Furthering its commitment to sustainable energy, Dominion Energy announced that it has extended and expanded its sustainability-linked credit facilities to $6.9 billion.
Specifically, Dominion Energy had a $6 billion master credit facility extended to 2026 and an $0.9 billion supplemental credit facility expiring in 2024. The master credit facility links pricing to achievement of annual renewable electric generation as well as diversity and inclusion milestones. The supplemental facility presents a structure whereby pricing benefits accrue for draws related to qualified environmental and social spending programs.
“These green financings support our corporate sustainability objectives and complement our industry leadership around environmental, social, and governance strategies while providing us with the flexibility to finance our $32 billion five-year growth capital plan— over 80% of which is for emissions reduction or enabling technologies,” said James Chapman, executive vice president, chief financial officer, and treasurer at Dominion Energy.

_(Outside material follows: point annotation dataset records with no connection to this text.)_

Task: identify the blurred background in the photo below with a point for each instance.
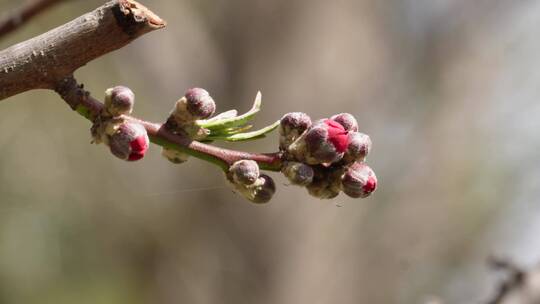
(447, 90)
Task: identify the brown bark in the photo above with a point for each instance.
(46, 59)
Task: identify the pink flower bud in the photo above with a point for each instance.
(359, 181)
(263, 190)
(325, 142)
(292, 125)
(347, 121)
(244, 172)
(359, 147)
(199, 103)
(298, 173)
(129, 141)
(119, 100)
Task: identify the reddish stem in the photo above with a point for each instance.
(77, 97)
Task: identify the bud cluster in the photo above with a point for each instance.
(326, 156)
(126, 139)
(246, 179)
(196, 104)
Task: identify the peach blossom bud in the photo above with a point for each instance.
(119, 100)
(359, 181)
(347, 121)
(358, 148)
(130, 141)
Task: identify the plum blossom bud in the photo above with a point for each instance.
(262, 190)
(244, 172)
(298, 173)
(359, 181)
(359, 147)
(129, 141)
(291, 126)
(347, 121)
(119, 100)
(174, 156)
(196, 104)
(324, 143)
(199, 103)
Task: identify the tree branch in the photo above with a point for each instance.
(48, 62)
(39, 63)
(17, 18)
(81, 101)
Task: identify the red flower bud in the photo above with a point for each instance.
(298, 173)
(119, 100)
(244, 172)
(359, 181)
(359, 147)
(129, 141)
(347, 121)
(199, 103)
(325, 142)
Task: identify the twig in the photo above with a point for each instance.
(17, 18)
(48, 62)
(39, 63)
(81, 101)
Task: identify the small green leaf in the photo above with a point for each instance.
(246, 136)
(226, 114)
(224, 123)
(231, 131)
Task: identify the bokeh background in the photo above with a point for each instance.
(448, 91)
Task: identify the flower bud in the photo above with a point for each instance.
(291, 126)
(323, 143)
(119, 100)
(129, 142)
(359, 181)
(358, 148)
(263, 190)
(196, 104)
(199, 103)
(244, 172)
(298, 173)
(347, 121)
(174, 156)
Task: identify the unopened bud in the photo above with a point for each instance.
(119, 100)
(129, 142)
(196, 104)
(359, 181)
(199, 103)
(323, 143)
(291, 126)
(244, 172)
(174, 156)
(298, 173)
(262, 190)
(358, 148)
(347, 121)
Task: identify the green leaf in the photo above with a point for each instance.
(224, 123)
(226, 114)
(246, 136)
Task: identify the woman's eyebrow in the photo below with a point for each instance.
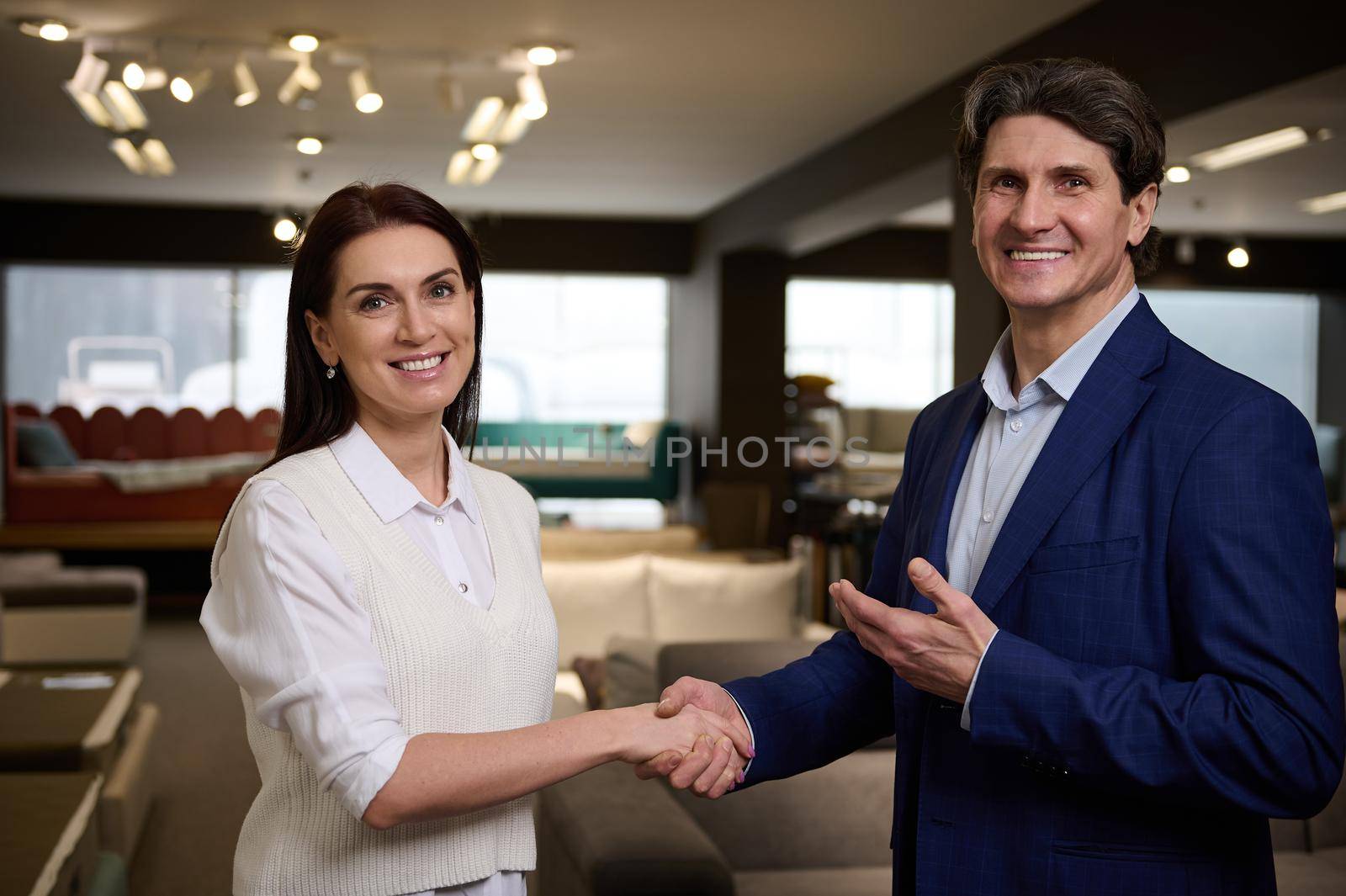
(363, 287)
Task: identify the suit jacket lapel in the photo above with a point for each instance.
(1100, 411)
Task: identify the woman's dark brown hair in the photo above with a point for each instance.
(320, 409)
(1092, 98)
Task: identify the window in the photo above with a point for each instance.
(562, 347)
(886, 345)
(1271, 337)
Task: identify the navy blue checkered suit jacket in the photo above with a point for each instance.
(1166, 673)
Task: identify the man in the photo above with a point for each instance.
(1146, 667)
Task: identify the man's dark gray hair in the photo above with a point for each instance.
(1092, 98)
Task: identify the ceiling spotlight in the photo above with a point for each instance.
(284, 229)
(127, 112)
(51, 29)
(148, 77)
(363, 92)
(156, 154)
(303, 42)
(246, 85)
(515, 125)
(125, 150)
(1253, 148)
(542, 56)
(532, 97)
(486, 168)
(459, 164)
(188, 87)
(300, 82)
(481, 124)
(1322, 204)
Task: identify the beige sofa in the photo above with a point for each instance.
(623, 610)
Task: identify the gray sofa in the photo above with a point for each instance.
(605, 833)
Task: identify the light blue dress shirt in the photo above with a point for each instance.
(1007, 446)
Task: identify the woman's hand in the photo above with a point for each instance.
(641, 734)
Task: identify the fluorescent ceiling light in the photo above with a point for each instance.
(543, 56)
(532, 96)
(156, 154)
(515, 125)
(1322, 204)
(89, 74)
(485, 168)
(481, 124)
(458, 167)
(125, 150)
(363, 92)
(1251, 150)
(188, 87)
(246, 85)
(302, 81)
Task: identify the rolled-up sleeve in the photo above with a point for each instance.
(282, 615)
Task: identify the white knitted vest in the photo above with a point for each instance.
(451, 667)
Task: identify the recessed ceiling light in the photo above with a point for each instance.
(303, 42)
(53, 29)
(1253, 148)
(1322, 204)
(543, 56)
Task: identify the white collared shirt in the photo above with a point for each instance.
(284, 620)
(1007, 447)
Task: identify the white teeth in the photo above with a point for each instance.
(419, 365)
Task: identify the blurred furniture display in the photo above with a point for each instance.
(567, 543)
(586, 459)
(64, 467)
(58, 615)
(738, 514)
(54, 851)
(619, 611)
(87, 720)
(606, 833)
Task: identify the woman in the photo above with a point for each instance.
(380, 600)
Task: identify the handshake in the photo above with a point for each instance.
(695, 736)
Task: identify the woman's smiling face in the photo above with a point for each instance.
(401, 323)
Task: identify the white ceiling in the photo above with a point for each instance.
(668, 109)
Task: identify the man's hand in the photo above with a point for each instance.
(713, 768)
(935, 653)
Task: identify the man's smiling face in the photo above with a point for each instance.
(1049, 222)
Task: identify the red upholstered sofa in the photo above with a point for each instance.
(47, 496)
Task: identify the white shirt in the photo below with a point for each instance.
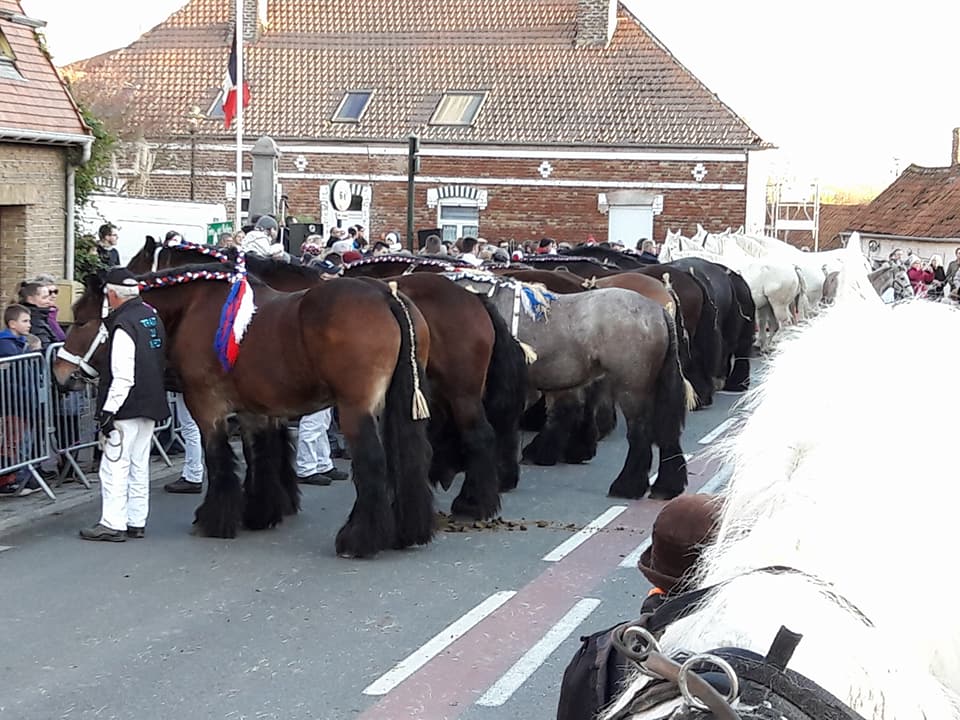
(259, 243)
(122, 363)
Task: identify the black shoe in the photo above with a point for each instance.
(181, 485)
(315, 479)
(102, 532)
(335, 474)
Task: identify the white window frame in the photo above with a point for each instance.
(343, 101)
(458, 224)
(449, 95)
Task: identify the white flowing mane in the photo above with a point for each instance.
(834, 474)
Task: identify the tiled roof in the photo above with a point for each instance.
(38, 102)
(541, 87)
(921, 203)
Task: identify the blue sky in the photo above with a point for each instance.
(849, 91)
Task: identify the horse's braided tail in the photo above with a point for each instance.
(421, 410)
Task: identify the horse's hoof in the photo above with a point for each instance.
(354, 543)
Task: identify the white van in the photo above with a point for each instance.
(135, 218)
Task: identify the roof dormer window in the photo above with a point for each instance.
(8, 61)
(458, 108)
(353, 106)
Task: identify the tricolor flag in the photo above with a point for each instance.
(229, 93)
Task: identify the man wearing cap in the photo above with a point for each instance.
(131, 401)
(684, 526)
(262, 240)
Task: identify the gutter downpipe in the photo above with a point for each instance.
(70, 249)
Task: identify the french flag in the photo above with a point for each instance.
(229, 94)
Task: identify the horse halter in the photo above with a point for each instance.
(99, 339)
(84, 362)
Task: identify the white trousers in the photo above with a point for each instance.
(313, 447)
(125, 474)
(193, 446)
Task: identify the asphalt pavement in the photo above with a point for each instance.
(478, 625)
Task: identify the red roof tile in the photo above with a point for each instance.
(541, 87)
(922, 203)
(39, 102)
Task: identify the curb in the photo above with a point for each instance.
(80, 498)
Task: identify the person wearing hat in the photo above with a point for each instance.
(262, 240)
(684, 526)
(130, 402)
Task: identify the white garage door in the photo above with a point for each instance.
(629, 224)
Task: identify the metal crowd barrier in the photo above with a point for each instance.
(24, 415)
(39, 421)
(73, 422)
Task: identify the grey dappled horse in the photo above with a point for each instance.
(608, 333)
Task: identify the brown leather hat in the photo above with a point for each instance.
(683, 526)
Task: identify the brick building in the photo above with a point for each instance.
(536, 117)
(42, 139)
(918, 213)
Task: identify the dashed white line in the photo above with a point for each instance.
(717, 431)
(413, 662)
(633, 558)
(521, 670)
(577, 539)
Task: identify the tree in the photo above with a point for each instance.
(86, 260)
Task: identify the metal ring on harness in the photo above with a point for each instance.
(706, 658)
(639, 653)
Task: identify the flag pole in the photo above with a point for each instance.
(238, 225)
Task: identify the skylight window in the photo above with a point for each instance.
(353, 105)
(458, 108)
(8, 65)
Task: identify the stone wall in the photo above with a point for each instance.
(32, 213)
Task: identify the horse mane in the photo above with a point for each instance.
(833, 473)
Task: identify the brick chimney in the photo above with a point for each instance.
(254, 19)
(596, 22)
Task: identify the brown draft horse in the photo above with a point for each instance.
(352, 343)
(476, 369)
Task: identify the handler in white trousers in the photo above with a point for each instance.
(130, 402)
(314, 466)
(191, 477)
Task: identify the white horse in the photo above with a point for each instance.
(835, 491)
(774, 285)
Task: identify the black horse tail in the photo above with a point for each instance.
(673, 398)
(405, 439)
(504, 397)
(707, 348)
(739, 378)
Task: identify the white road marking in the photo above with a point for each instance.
(711, 486)
(521, 670)
(717, 482)
(591, 529)
(633, 558)
(717, 431)
(409, 665)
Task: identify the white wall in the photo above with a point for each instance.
(136, 218)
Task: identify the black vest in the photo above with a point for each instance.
(147, 398)
(40, 324)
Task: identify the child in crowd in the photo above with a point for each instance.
(14, 340)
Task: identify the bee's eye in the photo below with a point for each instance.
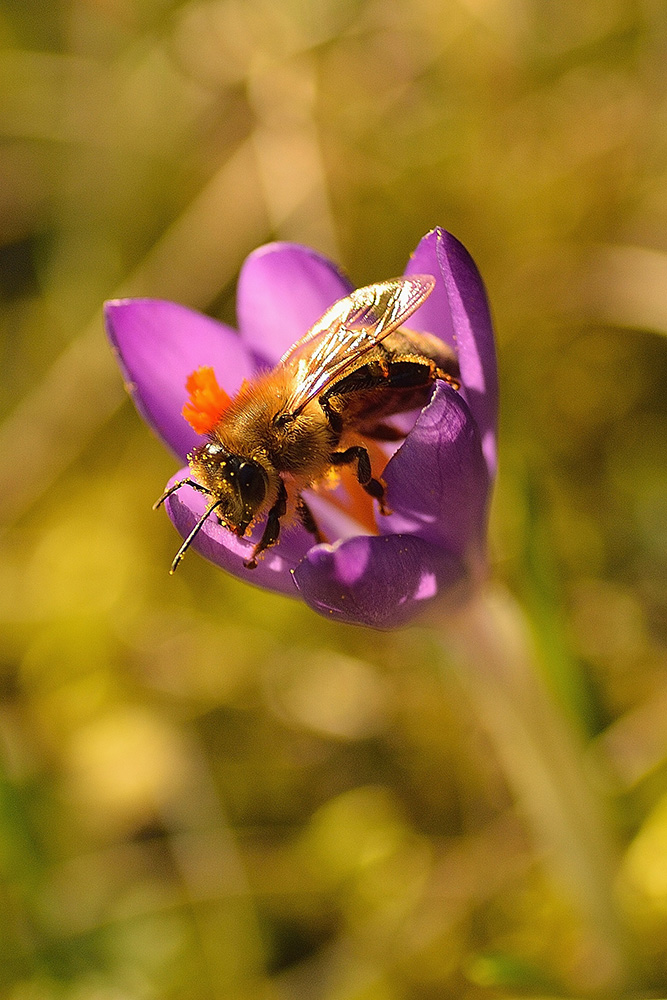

Sustainable finance is part of Dominion Energy’s ESG (environmental, social, and governance) strategy and commitment to building a clean and sustainable energy future. Dominion Energy aims to achieve net zero carbon dioxide and methane emissions from its power generation and gas infrastructure operations by 2050.
For the master credit facility, JPMorgan Chase, Mizuho Bank, BofA Securities, The Bank of Nova Scotia, and Wells Fargo Securities served as joint lead arrangers. J.P. Morgan Securities and Mizuho acted as co-sustainability structuring agents while Sumitomo Mitsui Bank, Scotiabank, and TD Securities acted as joint lead arrangers and joint book-runners.
Dominion Energy provides energy to more than 7 million customers in 16 states.